So what can you expect when you invest through a full-service broker? The first thing you can count on is plenty of fees. The commission structure at big firms like Merril Lynch and Morgan Stanley is really high. Expect a commission of 1-2% when you buy or sell any investment through a full-service broker. Most full-service brokers charge additional fees for things like getting a checkbook or having an IRA as well, which is a bit ridiculous.
Many full-service brokerage firms have a minimum requirement to begin investing with them. This tends to alienate investors who are just getting started. Many of these big firms claim that the big bucks investors pay them goes towards their “superior” research processes. However, with the growth of the Internet the vast majority of this information is easily accessible online. Occasionally full-service brokerage firms will offer Initial Public Offerings (IPO’s), but IPO’s aren’t as big as they once were.
A final thing to keep in mind about full-service brokers is that they offer a limited selection of mutual funds. Brokers at full-service firms tend to offer in-house funds or funds that their firm has selling agreements with. If you want to buy a mutual fund that the firm doesn’t have an agreement with, you cannot do it through them.
Tom and Brendan move on to the other side of the discount brokers vs full service brokers debate next.
When you invest through a discount brokerage firm you can expect heavily discounted commissions. Commissions on trades can be as low as $10. Bear in mind that discount brokerage firms expect either you or your investment advisor to be making the trades online. If somebody has to call Charles Schwab or TD Ameritrade for example, commissions become more expensive. Even if you call into the discount broker, the cost will still only be around $40.

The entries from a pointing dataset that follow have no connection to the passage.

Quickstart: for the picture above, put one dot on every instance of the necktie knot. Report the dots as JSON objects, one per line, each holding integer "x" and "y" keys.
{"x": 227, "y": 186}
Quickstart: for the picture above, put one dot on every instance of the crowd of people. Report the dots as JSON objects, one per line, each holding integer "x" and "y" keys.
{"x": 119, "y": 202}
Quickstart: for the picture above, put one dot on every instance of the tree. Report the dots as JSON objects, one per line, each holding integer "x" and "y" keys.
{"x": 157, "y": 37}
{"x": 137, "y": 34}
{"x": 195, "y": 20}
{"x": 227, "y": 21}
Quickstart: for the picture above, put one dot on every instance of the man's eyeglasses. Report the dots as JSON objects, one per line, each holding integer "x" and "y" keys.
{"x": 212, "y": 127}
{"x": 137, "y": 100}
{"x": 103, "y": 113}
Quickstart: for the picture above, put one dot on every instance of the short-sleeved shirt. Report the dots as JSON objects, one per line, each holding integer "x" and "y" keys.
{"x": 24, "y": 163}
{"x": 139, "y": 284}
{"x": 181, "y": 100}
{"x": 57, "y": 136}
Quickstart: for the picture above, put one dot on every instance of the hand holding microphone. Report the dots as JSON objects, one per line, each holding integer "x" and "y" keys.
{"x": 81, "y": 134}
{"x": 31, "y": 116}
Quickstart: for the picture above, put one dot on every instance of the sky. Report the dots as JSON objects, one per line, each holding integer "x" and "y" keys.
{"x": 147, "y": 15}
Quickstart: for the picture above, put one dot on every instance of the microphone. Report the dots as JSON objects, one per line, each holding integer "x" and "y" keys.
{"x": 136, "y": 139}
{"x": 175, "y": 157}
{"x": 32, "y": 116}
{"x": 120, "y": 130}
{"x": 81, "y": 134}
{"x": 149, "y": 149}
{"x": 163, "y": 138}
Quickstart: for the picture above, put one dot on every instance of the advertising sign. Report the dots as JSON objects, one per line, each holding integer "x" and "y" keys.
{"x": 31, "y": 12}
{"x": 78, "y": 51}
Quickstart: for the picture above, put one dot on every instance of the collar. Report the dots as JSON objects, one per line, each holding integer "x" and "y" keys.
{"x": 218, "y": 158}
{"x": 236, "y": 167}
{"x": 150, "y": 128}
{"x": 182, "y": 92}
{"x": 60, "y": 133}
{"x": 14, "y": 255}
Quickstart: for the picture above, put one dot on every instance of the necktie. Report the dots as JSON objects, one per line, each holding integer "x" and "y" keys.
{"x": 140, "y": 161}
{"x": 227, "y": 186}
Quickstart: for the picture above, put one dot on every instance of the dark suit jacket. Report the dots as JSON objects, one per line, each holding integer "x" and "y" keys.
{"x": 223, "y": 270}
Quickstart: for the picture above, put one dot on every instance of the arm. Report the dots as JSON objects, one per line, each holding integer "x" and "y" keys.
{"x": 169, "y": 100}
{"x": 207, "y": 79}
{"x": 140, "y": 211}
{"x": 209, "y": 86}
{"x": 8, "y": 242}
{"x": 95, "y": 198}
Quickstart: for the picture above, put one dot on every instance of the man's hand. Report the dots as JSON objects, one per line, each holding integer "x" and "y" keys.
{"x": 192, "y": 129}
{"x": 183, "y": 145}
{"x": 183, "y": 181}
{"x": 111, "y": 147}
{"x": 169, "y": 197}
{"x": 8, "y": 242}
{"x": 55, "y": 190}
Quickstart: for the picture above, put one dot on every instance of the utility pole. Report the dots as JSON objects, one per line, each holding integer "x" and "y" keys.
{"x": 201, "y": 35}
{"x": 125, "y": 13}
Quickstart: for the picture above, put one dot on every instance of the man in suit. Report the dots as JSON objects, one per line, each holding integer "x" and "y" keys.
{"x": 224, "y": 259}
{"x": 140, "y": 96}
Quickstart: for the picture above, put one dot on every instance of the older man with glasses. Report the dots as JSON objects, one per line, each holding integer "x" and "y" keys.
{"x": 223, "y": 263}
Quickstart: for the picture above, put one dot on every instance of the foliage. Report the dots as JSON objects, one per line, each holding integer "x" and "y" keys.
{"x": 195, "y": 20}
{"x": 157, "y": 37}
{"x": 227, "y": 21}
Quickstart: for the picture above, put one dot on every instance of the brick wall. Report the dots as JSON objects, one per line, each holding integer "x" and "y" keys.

Discount brokers offer service oriented items for free. Service oriented items include having an IRA and getting a checkbook for your account. There are no minimums required to invest through a discount broker. Investors can find plenty of valuable information and research through discount firms as well. They provide you with the tools to focus on what is important to you and your investments. Discount brokers also do not place any limitations on the investments you want to buy or sell.
As you can see, there are a considerable amount of differences that exist in this debate. Hopefully this post and podcast helped clear up the discount brokers vs full-service brokers discussion for you.